My phone rings again, so I check it. Abigail.

As the game cuts to a commercial break, I scurry upstairs to take her call. “What’s going on?”

“My dad had a stroke.”

My heart drops.  “Oh, God… is he okay?”

“I don’t know… I—I’m just so—why didn’t you answer me?”

I swallow hard. “I was watching the game.”

“The game? You ignored my calls for the game?”

“It’s their last one, I—”

She hangs up. 

I call her back. No answer.

She ignores my second call as I go back downstairs. When I get back in front of the TV, I curse to myself, realizing I missed the majority of the ninth inning. I sink into the couch right as the opposing pitcher throws a fastball by our last batter for strike one. I tighten my grip on the baseball my father gave me when the batter swings and misses for strike two.

“Here comes the curveball—”

The batter at the plate is just a kid; if we were watching together under the sweltering sun in section 126, my father would have pitied him.

“—No balls, two strikes… the pitcher is ready.”

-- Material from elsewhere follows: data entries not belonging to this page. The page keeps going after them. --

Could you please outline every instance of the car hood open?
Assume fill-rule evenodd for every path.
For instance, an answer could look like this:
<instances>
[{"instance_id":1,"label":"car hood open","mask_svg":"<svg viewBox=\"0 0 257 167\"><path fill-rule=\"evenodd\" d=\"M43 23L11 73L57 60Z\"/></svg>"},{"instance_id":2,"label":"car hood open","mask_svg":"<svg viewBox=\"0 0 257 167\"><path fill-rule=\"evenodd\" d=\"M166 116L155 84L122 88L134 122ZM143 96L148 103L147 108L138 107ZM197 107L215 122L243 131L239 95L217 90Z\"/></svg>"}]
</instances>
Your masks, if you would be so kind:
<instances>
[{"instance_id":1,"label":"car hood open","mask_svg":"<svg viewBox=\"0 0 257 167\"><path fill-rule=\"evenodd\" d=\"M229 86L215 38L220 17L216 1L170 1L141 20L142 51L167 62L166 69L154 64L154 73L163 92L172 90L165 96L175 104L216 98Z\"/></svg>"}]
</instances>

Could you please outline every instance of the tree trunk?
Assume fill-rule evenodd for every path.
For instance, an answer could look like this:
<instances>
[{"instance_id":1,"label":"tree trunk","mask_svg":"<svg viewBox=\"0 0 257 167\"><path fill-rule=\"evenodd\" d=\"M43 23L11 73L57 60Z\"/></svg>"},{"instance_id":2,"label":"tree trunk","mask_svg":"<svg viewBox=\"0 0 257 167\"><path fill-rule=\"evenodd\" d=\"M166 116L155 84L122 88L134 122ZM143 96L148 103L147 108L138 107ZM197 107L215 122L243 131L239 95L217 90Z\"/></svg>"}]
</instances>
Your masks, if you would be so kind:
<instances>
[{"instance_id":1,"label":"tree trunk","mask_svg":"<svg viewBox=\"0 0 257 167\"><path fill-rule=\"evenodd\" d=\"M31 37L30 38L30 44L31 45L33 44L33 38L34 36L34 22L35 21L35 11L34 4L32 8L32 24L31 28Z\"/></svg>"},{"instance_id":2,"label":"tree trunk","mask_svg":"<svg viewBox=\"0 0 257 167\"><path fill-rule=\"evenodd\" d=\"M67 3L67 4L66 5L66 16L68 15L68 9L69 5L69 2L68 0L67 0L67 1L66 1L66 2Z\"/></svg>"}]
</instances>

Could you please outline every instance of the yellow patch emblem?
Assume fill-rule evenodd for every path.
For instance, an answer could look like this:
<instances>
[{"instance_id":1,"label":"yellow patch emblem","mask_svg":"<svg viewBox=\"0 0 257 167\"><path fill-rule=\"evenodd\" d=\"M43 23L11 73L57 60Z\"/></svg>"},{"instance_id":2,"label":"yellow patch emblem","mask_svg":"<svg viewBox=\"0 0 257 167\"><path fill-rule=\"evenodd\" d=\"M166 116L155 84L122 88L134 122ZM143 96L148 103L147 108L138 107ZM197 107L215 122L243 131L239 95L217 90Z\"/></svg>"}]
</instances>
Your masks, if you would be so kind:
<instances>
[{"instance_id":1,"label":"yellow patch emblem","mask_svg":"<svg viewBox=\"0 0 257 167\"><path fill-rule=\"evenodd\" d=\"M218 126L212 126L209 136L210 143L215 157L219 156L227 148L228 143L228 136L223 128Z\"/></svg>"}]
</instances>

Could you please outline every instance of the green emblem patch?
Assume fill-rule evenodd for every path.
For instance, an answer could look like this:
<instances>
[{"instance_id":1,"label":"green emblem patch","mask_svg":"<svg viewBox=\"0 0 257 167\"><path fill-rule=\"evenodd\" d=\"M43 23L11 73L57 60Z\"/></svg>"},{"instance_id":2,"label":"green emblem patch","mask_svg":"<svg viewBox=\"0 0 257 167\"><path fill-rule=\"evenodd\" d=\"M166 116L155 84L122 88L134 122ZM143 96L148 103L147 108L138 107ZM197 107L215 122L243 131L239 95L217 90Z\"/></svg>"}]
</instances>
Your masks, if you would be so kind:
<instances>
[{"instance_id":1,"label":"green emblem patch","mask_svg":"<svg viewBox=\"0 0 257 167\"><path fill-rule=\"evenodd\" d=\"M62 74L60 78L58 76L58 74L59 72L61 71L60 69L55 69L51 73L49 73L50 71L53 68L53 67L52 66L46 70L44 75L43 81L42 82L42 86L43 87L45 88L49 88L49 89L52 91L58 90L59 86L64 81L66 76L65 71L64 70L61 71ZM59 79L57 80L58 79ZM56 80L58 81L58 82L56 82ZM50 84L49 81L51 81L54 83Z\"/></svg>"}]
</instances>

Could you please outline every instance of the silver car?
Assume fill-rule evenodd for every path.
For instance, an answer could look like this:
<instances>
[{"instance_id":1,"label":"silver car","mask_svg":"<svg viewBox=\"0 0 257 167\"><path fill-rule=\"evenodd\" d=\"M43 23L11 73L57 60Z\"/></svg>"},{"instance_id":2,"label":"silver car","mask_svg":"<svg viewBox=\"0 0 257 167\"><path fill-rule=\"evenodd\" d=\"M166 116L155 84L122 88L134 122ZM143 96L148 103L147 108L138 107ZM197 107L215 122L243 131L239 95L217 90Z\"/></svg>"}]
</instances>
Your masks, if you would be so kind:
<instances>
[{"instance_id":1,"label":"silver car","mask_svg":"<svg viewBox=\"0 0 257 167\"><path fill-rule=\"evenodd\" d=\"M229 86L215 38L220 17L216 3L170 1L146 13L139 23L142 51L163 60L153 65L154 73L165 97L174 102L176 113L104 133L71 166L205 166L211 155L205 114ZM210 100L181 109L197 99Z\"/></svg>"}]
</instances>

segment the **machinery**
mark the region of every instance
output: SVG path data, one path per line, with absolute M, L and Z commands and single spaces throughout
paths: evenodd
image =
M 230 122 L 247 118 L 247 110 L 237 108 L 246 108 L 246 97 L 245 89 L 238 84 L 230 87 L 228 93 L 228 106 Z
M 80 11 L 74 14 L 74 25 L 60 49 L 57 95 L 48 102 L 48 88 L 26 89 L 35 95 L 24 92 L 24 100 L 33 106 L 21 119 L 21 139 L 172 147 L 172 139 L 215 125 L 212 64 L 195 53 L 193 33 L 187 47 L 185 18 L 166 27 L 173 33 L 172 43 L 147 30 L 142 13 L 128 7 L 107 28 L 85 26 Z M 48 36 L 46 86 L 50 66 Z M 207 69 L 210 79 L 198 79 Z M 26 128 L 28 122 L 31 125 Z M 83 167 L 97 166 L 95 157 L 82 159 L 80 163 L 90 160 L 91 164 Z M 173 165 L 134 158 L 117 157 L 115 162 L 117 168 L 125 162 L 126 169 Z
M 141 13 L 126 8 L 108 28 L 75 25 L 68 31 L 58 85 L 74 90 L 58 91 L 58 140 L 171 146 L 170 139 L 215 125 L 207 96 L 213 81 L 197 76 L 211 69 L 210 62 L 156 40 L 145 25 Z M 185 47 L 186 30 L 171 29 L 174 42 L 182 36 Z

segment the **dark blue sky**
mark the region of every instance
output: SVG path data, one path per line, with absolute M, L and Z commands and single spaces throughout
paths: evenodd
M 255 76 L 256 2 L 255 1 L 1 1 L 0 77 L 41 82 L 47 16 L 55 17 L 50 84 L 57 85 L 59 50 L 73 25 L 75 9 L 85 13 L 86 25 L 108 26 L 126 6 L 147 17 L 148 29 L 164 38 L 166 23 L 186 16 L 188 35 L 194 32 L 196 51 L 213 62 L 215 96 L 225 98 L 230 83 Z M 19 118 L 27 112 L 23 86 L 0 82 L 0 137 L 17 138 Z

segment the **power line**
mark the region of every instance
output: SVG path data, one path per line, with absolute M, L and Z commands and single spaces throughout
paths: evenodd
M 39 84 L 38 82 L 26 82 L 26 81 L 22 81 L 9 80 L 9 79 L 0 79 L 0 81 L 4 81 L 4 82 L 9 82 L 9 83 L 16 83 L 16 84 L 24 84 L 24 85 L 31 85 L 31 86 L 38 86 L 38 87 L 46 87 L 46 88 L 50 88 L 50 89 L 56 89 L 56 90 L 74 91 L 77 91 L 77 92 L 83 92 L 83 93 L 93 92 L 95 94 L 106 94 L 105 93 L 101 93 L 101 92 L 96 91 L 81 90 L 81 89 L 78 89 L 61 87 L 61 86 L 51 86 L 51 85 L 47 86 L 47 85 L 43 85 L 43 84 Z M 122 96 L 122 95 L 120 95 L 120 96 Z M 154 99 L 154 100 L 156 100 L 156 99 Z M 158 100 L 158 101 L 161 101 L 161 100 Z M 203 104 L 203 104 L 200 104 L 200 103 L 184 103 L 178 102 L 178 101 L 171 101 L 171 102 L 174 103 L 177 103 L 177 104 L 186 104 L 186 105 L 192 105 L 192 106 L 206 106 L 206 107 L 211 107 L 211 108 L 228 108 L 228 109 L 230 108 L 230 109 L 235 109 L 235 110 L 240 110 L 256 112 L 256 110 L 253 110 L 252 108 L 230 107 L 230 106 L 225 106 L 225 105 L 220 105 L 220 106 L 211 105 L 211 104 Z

Ball game. Strike three looking.

Anger consumes me; I want to throw the baseball at my TV screen until it shatters into a million pieces. I cock my arm back like a shortstop about to throw, but then I’m transported back to section 126. I’m smiling ear-to-ear as my father hands me the foul ball he just caught. I’m back in the crowd arguing with him as we’re leaving the stadium. I’m in my mother’s car thinking about him on the way to college. I’m feeling embarrassed that the baseball is in my pocket at his funeral instead of the words to a speech.

My phone rings again.

I set the ball down, and then I answer.